We are running an alpine image which has it's DNS timeout configured to 2.5s, Debian is usually set to 5s which explains some of the other timings we were seeing.

Surprisingly every 5th call or so would go through without a timeout, sounds like a race condition.

After a little more digging I found this article, which explains that there is a race conditions in DNS clients when they do ipv4 and ipv6 queries in parallel using the same socket. It appears to be a kernel specific issue. There is a patch for this in Debian but it is not patched in alpine. However you can get around it by using the single-request-open options. I applied the DNS config change and it immediately solved the issue.

// deployment.yaml
DNSConfig:
  options:
    - name: single-request-reopen
...

Once again I reported this to google engineers who assured me that the patch mentioned in the article was applied to all of our nodes. Could this be a red-herring? While this DNS config change fixes the issue we still don't know the root cause.

A little more digging and I found that all of these bad nodes had a kube-DNS service running on them. I experimented by removing the kube-DNS service around. And found that service that was co-located on a node with kube-DNS would suffer from the DNS-timeout issue.

At this point, I setup a cluster with a single nginx server with 3 separate pods logging calls to the service each second. DNS-test-colocated, DNS-testnot-colocated and DNS-test-colocated-with-DNS-fix.

The results tracked with my current observations.

PodDescriptionResult
DNS-test-colocatedPod located on the same node as kube-DNS.Fail
DNS-testnot-colocatedPod located on a different node to kube-DNS.Success
DNS-test-colocated-with-DNS-fixPod located on the same node as kube-DNS but with the single-request-reopen DNS config applied.Success

At this point I knew this had nothing to do with our code or workloads so I sent the cluster over to the google engineers to investigate.

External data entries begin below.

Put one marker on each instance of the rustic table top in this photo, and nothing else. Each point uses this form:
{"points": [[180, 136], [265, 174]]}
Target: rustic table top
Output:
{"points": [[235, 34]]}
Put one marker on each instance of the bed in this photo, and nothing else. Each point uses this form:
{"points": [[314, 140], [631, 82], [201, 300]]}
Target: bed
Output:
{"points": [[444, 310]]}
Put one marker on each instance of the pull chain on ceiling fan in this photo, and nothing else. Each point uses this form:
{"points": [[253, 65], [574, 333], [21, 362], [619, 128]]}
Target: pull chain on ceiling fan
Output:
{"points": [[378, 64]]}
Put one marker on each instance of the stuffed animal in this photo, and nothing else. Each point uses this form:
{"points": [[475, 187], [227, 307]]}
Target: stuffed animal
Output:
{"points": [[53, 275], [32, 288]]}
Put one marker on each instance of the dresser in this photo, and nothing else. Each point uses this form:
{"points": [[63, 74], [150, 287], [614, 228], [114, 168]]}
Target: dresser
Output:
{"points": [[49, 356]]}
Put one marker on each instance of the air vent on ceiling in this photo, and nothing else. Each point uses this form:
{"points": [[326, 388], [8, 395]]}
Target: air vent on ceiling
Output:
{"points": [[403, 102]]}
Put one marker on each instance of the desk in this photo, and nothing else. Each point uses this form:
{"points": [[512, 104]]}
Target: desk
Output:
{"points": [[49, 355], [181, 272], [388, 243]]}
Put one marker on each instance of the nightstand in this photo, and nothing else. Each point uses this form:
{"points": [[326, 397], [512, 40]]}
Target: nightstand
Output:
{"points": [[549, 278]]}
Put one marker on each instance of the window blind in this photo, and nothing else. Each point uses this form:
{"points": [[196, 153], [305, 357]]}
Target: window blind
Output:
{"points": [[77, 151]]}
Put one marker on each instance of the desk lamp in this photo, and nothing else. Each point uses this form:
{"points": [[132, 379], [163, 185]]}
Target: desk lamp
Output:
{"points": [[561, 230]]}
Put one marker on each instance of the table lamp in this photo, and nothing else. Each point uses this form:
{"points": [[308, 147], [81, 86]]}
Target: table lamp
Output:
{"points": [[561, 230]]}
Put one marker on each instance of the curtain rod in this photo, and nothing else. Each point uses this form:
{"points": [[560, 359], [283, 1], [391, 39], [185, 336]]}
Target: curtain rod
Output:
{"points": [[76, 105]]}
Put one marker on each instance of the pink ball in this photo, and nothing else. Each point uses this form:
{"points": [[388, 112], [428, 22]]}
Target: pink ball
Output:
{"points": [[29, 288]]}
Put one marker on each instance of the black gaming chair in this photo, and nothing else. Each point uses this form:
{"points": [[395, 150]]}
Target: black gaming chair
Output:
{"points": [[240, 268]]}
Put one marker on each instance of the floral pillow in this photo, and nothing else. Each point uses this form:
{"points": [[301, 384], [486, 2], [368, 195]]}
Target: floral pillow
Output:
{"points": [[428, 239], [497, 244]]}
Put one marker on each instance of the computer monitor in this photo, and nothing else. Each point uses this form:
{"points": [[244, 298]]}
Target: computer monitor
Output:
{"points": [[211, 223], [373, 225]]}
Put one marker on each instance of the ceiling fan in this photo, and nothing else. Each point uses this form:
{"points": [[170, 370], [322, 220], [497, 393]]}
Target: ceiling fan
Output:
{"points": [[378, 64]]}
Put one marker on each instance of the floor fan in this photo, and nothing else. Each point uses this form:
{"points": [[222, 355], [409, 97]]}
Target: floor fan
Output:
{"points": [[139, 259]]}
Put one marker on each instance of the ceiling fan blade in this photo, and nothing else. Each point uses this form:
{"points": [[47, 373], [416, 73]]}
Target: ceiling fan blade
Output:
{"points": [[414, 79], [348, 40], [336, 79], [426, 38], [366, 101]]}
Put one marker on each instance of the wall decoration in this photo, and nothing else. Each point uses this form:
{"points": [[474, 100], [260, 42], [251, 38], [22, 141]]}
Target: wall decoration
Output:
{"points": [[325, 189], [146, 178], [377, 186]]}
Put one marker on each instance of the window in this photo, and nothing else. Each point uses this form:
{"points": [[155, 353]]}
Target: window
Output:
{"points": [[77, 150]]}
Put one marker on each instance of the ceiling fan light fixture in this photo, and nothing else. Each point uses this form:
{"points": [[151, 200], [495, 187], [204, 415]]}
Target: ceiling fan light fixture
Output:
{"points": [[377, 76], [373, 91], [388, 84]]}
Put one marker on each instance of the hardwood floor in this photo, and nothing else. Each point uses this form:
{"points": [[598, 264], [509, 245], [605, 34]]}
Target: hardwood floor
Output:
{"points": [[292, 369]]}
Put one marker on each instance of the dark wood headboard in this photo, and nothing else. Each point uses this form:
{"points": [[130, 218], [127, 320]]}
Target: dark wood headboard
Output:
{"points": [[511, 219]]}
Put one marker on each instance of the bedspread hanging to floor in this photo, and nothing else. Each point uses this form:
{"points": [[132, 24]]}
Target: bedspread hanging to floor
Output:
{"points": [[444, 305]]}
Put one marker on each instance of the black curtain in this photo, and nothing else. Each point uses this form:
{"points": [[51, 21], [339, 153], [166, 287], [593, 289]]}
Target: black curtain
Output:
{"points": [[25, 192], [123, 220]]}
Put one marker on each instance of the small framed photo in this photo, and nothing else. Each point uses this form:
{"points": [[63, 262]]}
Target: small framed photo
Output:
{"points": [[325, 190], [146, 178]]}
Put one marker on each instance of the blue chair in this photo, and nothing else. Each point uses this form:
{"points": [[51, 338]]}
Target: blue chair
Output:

A few days they came back confirming that GKE 1.18.16 had a bug with DNS clients co-located with kube-DNS while the cluster setting intra-node network visibility was enabled.

I toggled off the intra-node visibility feature and immediately my DNS tests were all passing.

The intra-node setting was enabled by our team a few weeks earlier to try get a better observability of our system outside of our services, fortunately it wasn't in use yet, so it was an easy decision to switch off.

Lessons learnt and re-learnt.

  1. It's almost always DNS.
  2. With production systems always stay on the well trodden path.
  3. If you want another team to fix something you need to create a minimal reproduce-able reproduction of the issue.

These are a few days I'll never get back but I enjoyed falling down the rabbit hole.